E, cada vez mais, produz a mesma coisa.
Em maio de 2025, 52% dos novos artigos da web já eram feitos principalmente por IA, segundo a Graphite (via Axios). Um estudo da Ahrefs com quase 900 mil páginas achou rastro de IA em 74% do conteúdo novo.
Traduzindo: o feed encheu. E encheu de coisa parecida.
Quando produzir vira commodity, o volume para de te diferenciar.
Mais um post, mais um carrossel, mais um e-mail. Todo mundo tem. Ninguém lembra.
O que fica escasso é justamente o oposto da máquina: ponto de vista.
A IA é excelente em média
Ela foi treinada para prever a palavra mais provável. Por definição, entrega o mais esperado.
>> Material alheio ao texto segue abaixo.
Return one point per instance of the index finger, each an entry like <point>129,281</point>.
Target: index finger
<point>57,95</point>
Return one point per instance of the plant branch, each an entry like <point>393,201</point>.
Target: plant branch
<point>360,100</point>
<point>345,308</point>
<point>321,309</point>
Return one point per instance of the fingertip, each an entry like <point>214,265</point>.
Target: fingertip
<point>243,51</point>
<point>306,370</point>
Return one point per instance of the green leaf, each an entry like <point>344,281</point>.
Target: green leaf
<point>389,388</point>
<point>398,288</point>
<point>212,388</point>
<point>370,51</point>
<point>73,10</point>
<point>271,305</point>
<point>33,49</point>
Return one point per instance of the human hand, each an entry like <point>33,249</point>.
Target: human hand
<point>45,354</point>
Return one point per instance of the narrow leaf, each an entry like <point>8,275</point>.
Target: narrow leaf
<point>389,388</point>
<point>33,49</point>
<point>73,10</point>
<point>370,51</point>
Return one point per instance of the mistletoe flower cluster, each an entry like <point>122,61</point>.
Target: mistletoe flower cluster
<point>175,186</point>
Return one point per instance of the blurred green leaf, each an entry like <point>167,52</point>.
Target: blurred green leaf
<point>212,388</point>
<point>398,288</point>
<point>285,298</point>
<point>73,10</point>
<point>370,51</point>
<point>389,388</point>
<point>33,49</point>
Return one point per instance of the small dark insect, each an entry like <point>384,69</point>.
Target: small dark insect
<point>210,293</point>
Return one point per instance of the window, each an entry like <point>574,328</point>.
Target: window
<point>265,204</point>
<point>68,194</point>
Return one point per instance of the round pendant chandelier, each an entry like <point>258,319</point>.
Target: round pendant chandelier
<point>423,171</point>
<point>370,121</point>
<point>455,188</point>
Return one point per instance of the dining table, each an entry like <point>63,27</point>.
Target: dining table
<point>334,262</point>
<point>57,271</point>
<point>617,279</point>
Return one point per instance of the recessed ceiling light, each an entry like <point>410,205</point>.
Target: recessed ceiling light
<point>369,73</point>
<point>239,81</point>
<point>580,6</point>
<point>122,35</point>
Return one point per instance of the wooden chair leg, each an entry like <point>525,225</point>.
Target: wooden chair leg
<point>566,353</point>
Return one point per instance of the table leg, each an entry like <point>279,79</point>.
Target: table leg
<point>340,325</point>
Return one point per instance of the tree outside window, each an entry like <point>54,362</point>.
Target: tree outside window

Seu diferencial mora onde ela é fraca: no inesperado com critério.
Uma opinião que você assina.
Uma escolha que você defende.
Um recorte que só quem vive aquilo enxerga.
Isso não sai de um prompt. Se constrói com julgamento.
O que muda na prática
Pare de competir por quantidade. Você perde para quem aperta um botão.
Compita por clareza, por ângulo, por experiência real.
Use a IA no trabalho pesado: rascunho, pesquisa, estrutura, variações.
Guarde para você a parte que ninguém terceiriza: o que dizer, para quem, e por quê.
Quem só executa vira intercambiável.
Quem decide o ângulo vira insubstituível.
O teste antes de publicar
Antes de mandar qualquer coisa pro mundo, pergunte:
Isso soa como algo que só eu poderia ter dito?
Se a resposta for não, a IA já fez igual. Mil vezes. Hoje.
Se for sim, você tem a única coisa que o conteúdo infinito não consegue copiar: você.